# Network connection dropping when locking PC



## craigs85 (Sep 9, 2007)

Since I have installed Windows 7 on my machine, I have noticed that when I lock the machine and come back to it maybe an hour later, the network connection has been dropped and I have no internet connection.

The status window shows limited connectivity and the IP address the machine has is 169.254.87.58 instead of the usual 192.168.x.x.

I'm not sure why this is happening, if the PC is on and not locked and is being used, I don't have any network issues, its just when I seem to lock it and come back to it later.

Is there some setting that I can change so it doesn't do this?

Many thanks,

Craig


----------



## djaburg (May 15, 2008)

The NIC is probably being turned off the "conserve power" in your power settings. I'd verify this by NOT allowing the computer to turn off the NIC or to go to standby mode. That would let you know if that was causing it.


----------



## craigs85 (Sep 9, 2007)

Thanks for the quick reply.
I have checked my power options and mine is set to the default balanced.

In there, the only network option is the Wireless Adapter Settings, but I no longer use a wireless adapter.

I can't see one for NIC???


----------



## craigs85 (Sep 9, 2007)

Sorry to bump this up, but if anyone could help, I would really appreciate it. I'm still struggling.

I have been though the power options and there wasn't one for NIC.
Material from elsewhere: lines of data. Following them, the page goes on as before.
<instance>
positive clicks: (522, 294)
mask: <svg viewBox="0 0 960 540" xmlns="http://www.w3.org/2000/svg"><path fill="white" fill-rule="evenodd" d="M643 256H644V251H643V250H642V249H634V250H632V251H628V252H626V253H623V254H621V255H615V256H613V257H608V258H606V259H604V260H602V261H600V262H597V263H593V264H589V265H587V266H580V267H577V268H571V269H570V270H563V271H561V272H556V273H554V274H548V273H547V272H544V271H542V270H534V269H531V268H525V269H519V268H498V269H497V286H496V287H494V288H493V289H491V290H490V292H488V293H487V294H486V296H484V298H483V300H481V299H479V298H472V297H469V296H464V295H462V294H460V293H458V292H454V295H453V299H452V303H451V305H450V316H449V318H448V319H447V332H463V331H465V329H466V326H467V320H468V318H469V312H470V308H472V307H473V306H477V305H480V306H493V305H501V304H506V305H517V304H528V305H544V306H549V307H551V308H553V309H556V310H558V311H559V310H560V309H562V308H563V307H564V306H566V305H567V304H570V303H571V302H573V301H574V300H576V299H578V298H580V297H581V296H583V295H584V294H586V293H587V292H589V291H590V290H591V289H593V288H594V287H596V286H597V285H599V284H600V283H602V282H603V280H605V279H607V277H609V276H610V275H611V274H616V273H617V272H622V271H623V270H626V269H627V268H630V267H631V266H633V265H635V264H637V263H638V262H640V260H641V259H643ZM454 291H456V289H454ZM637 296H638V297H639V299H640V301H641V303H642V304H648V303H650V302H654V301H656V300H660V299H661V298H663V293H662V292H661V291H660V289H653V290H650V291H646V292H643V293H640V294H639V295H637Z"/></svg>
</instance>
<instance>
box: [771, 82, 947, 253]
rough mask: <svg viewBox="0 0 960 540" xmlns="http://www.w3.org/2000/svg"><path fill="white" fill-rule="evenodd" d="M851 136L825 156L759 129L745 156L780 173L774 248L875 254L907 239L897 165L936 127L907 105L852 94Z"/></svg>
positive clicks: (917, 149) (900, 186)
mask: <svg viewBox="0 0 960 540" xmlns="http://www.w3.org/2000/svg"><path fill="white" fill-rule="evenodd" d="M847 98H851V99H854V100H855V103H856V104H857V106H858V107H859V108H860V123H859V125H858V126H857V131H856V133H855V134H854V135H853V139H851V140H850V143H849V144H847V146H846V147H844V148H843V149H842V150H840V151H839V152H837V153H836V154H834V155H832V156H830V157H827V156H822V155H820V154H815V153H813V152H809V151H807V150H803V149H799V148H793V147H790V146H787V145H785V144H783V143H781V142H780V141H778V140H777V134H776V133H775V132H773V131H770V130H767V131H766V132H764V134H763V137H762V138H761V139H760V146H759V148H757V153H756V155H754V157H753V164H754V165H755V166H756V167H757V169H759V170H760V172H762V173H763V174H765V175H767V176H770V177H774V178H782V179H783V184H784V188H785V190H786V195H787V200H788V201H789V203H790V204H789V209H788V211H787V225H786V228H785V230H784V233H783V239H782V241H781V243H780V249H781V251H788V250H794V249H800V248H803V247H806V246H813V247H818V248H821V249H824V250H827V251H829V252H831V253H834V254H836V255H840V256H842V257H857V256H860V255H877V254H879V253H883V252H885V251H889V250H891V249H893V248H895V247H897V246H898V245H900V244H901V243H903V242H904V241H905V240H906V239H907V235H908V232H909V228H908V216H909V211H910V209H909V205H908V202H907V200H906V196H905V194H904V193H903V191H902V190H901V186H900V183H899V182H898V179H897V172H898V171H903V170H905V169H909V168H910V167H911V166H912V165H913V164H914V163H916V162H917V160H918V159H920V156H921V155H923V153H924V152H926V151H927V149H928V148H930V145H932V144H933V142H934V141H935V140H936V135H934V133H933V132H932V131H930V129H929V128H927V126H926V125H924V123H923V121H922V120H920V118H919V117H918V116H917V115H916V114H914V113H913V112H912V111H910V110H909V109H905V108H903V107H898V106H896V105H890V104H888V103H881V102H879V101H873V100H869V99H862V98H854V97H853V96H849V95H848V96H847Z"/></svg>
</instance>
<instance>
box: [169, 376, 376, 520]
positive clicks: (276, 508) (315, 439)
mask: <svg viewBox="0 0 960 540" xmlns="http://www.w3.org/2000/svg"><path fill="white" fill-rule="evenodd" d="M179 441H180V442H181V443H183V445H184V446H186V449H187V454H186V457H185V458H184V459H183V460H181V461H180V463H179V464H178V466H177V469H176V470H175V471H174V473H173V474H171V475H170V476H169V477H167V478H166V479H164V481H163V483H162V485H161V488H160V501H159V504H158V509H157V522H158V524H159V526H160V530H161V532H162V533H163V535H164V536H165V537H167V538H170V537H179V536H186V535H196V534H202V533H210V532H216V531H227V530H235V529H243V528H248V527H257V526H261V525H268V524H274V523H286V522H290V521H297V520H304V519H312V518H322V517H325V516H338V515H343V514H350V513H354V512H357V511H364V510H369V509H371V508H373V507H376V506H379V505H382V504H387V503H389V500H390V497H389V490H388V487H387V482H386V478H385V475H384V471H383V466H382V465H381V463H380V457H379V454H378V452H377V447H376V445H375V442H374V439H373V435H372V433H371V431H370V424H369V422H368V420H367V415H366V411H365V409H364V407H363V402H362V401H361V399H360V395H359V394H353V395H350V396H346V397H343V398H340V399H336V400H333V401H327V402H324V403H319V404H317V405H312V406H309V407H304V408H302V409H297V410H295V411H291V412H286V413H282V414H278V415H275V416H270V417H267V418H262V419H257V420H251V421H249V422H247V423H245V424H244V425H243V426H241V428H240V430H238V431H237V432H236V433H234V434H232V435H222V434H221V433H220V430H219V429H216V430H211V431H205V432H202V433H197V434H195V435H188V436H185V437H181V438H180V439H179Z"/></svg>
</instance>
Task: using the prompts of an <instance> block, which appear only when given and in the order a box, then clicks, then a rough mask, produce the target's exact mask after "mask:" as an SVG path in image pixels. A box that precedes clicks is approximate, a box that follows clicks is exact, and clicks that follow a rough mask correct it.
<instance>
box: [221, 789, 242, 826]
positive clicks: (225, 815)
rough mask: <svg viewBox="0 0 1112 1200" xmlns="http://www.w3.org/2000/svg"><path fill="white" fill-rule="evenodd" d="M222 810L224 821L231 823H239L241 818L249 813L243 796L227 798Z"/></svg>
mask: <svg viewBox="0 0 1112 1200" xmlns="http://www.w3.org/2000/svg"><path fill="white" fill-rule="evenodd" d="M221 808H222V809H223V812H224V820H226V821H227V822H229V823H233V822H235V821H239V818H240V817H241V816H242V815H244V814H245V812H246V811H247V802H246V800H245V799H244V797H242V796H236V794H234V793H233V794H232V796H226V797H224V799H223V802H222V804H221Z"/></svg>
Can anyone suggest anything?
Many thanks,
Craig


----------



## djaburg (May 15, 2008)

You need to change the power settings of the NIC itself. Go in to your network connection settings, right click on your network adapter, go to properties, click the configure button, power management tab. From there you can change the power setting to NOT allow it to turn off the NIC. The other option is to simply adjust your power settings to have your computer NOT go to standby mode.


----------